Kateriyna Drobinina who was injured after being targeted by a drone
JACK HILL FOR THE TIMES
Aside from the obvious pitfalls of charging Russian military personnel in absentia, and the extreme unlikelihood that the Trump administration will prioritise justice over the chance of a quick deal with Putin, compelling social media evidence of war crimes committed by drone operators may lead to further sanctions, if not prosecution.
First, the clarity of the drone footage proves beyond reasonable doubt that in Kherson, Russian drone operators are knowingly and repeatedly targeting civilians.
“There is an almost permanent presence of reconnaissance drones around Kherson, so the Russians are very aware of what they are seeing, in real time, in high definition, right down to the age of people they are observing and their pattern of life,” said the lead investigator behind two ground-breaking reports by the Centre of Information Resilience (CIR) — an open source investigative site dedicated to exposing human rights violations — into drone attacks on civilians in Kherson last year.
Vitaliy Khomukha, head of emergency surgery at the Kherson city clinical hospital, has seen the impact of drone attacks firsthand
JACK HILL FOR THE TIMES
Published as part of the CIR’s “Eyes on Russia” project, the reports examined not just the extent and extremity of the drone attacks, but also the direct link between pro-Russian Telegram channels such as “From Mariupol to the Carpathians” and “HABR Team” to specific Russian military units.
In addition, both of these channels referred to a designated “red zone” in Kherson, in which any vehicle or civilian infrastructure would be regarded as a military target: a clear violation of Article 51 of the Geneva Convention.
Last November, “HABR Team” alluded not only to a direct military involvement, but also to a possible role testing out new drone models on live targets, posting that all of its attention was “focussed on combat work, testing masterpieces of technical art in the FPV and UAV industry”.

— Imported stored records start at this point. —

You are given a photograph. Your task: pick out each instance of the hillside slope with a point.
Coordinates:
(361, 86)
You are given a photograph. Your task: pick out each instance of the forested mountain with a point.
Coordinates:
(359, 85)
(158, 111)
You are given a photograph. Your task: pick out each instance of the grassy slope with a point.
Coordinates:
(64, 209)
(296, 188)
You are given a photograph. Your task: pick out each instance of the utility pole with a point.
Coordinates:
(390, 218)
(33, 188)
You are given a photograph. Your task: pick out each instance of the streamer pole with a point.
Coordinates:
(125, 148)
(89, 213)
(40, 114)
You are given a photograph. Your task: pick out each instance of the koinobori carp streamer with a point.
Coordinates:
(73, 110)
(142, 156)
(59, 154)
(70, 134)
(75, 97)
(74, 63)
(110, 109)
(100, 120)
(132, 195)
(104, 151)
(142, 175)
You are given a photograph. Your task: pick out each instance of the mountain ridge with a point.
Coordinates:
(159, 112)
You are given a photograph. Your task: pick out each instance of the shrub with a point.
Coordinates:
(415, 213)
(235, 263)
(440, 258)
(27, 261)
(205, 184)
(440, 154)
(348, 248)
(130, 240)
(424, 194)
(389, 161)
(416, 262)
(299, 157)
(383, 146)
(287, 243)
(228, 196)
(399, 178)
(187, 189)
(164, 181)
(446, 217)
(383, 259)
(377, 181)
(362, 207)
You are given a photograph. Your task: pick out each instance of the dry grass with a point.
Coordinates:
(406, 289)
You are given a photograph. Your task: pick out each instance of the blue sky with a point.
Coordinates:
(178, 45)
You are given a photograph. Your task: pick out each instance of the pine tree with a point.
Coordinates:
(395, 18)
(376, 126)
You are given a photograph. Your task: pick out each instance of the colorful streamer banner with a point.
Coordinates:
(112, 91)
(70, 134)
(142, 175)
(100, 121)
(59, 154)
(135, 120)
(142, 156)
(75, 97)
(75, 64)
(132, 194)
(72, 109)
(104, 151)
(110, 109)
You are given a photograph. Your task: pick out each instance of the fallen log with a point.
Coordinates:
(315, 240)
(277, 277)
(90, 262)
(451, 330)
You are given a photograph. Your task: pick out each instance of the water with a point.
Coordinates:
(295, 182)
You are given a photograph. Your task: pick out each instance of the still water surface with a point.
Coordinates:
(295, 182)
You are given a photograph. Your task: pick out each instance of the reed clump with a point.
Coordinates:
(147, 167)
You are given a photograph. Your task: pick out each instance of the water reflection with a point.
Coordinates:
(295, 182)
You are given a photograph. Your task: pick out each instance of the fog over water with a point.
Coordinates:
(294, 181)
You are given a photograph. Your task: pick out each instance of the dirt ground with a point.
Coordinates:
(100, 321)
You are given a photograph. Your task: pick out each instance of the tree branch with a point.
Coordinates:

Similarly, though being more circumspect in revealing their own military involvement, the administrator of the “From Mariupol to the Carpathians” Telegram channel, @AlexanderZov2022, the most profligate in posting exclusive footage of drone attacks in Kherson — including the January 6 attack on the Number three bus — also suggested a direct link to the Russian units whose videos he posted.
“There is nothing formally tying him to a unit, but highly likely that he is part of a unit,” added the Eyes on Russia investigator, speaking on the condition that their name was withheld for security reasons. “These videos he posts are exclusive. They are not appearing anywhere else at all.”
In some cases, Russian Telegram posts have already resulted in punitive action, if not prosecution.
Last June, the US Department of the Treasury imposed sanctions on Aero-Hit, a Russian company manufacturing the “Veles” drone, stating “Veles drones have been used by Russian forces based in Kherson against Ukrainian targets”. Just eight months earlier Vladimir Saldo, the collaborationist governor of the Russian-held part of Kherson region, had posted on Telegram that a Russian unit he backed, BARS-33, was testing the new “Veles” drone in combat.
Whatever the outcome of war crimes investigations, or the greater unknowns for Ukraine posed by the new US administration and its interaction with Putin, many civilian survivors of drone attacks in Kherson feel that the machines flying above them have already left an indelible mark.
“Even if the war ended I don’t know how I would feel about going back to work on a number three bus,” said Lyba, the survivor of the January 6 attack, “remembering that the two seats in front of me were usually occupied by passengers who died in a drone strike.